Despite their lack of involvement on Facebook, I still found that TWC makes a concerted effort to promote a friendly, neighborly persona to their Twitter followers. Much like the tweet that reminded followers to set their clocks ahead, TWC uses cordial language and a very positive attitude on a regular basis. A tweet from March 18th states, “We have the best customers. Just thought you'd like to know. We win.” (The Woods Coffee). This came after about 24 hours of no questions or comments. TWC’s constant attention to their feed seems to show that they post cheerful tweets both as a way of thanking their customers, and as a way of keeping their Twitter feed active. So why do they fail to do the same for their Facebook accounts? Well, according to Danah Boyd, “Self-presentation on Twitter takes place through ongoing ‘tweets’ and conversations with others, rather than static profiles” (Boyd, 4). This helps to shed some light on why TWC might be using the communication features available on Twitter, rather than those on Facebook.

Besides, TWC seems to have no trouble connecting to their audience, and they seem to have a good idea of who their audience is. Connecting to customers and other employees seems to be the main focus of TWC’s Twitter involvement. These people can therefore be considered their imagined audience. However, I would argue that they probably make up the majority of the actual audience as well, seeing as there are many responses from customers and employees visible on TWC’s Twitter feed, and very little from other people. Still, this does not mean that these are the only people viewing their Twitter account. Again, Danah Boyd comments on this issue by saying, “Given the various ways people can consume and spread tweets, it is virtually impossible for Twitter users to account for their potential audience, let alone actual readers” (Boyd, 4). I, for instance, am reading the TWC Twitter feed but I am not an active customer or employee. TWC most likely has no idea that someone like me is reading their feed, so they do not consider me a part of their audience at all. So, I would agree with Boyd in saying that there is no way for an individual to know who is viewing their public Twitter account, but I still think that TWC is reaching out to the appropriate imagined audience.

Overall, I would say that TWC uses social network sites very effectively, but only because of their Twitter usage. Still, even their choice to use only one social network sites seems to have been done consciously. TWC chose the social network platform that can offer them the most customer interaction, and to that end I think that they have made a wise choice. They respond quickly and courteously to customers, and even answer employee questions. Even so, they manage to keep their Twitter feed varied so that it does not look like the only communication they do is in reference to customer complaints (which can look very bad for a business). Over the course of the time that I followed TWC, I became more and more impressed with how they used Twitter to advertise and communicate, and I believe they will have no trouble at all keeping up with the rapidly changing pace of the digital world in the future.

Works Cited

Boyd, Danah. “I tweet honestly, I tweet passionately: Twitter users, context collapse, and the imagined audience.”New Media & Society (2010): pg. 4, Web. 14 Mar. 2012.

Holowaty, Jacques (jholowat). “Coconut Almond Latte @WoodsCoffee! This place never ceases to amaze me! #bravo,” 7 Mar. 2012, Tweet.

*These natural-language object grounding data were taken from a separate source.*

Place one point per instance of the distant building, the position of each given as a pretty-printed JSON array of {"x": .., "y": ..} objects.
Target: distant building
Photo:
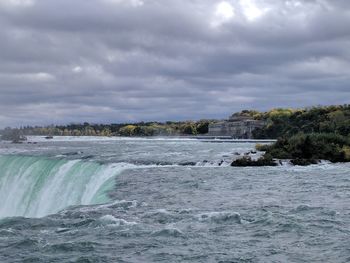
[{"x": 238, "y": 127}]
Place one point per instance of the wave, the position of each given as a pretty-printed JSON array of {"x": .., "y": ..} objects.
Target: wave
[{"x": 37, "y": 186}]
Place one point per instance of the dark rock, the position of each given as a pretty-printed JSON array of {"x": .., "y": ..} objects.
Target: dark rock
[
  {"x": 247, "y": 161},
  {"x": 304, "y": 162}
]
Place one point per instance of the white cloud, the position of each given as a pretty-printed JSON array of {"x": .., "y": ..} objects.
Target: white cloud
[
  {"x": 224, "y": 12},
  {"x": 135, "y": 3},
  {"x": 77, "y": 69},
  {"x": 17, "y": 3},
  {"x": 251, "y": 11}
]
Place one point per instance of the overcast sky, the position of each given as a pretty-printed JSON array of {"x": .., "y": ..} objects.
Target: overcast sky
[{"x": 105, "y": 61}]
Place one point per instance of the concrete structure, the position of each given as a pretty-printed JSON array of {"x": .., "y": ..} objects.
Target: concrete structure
[{"x": 238, "y": 127}]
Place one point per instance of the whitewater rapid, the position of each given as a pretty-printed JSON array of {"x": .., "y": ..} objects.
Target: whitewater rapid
[{"x": 37, "y": 186}]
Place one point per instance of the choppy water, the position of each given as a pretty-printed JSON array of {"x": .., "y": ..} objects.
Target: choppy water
[{"x": 142, "y": 200}]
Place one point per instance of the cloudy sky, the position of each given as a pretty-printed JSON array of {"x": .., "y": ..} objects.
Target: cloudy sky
[{"x": 105, "y": 61}]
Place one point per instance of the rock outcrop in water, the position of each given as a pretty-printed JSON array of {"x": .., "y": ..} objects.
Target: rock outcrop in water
[
  {"x": 265, "y": 160},
  {"x": 302, "y": 149},
  {"x": 13, "y": 135}
]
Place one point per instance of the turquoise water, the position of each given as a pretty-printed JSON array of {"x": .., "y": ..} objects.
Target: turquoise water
[{"x": 139, "y": 200}]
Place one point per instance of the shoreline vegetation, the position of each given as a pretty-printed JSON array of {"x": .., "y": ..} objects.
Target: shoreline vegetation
[{"x": 304, "y": 136}]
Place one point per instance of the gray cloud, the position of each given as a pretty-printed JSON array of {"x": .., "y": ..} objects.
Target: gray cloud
[{"x": 132, "y": 60}]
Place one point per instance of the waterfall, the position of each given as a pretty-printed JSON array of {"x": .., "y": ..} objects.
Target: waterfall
[{"x": 37, "y": 186}]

Jenkins, Henry. Introduction: “Introduction: Worship at the Altar of Convergence,” Convergence Culture: Where Old and New Media Collide. (2006). Pg. 3, 24, Web. 14 Mar. 2012.

The Woods Coffee (WoodsCoffee). “ah thanks :),” 7 Mar. 2012, Tweet.

-“ Don't forget to set your clocks ahead tonight! And when you're tired in the AM due to lack of sleep, we will greet you with a smile :),” 10 Mar. 2012, Tweet.

-“ We have the best customers. Just thought you'd like to know. We win,” 10 Mar. 2012, Tweet.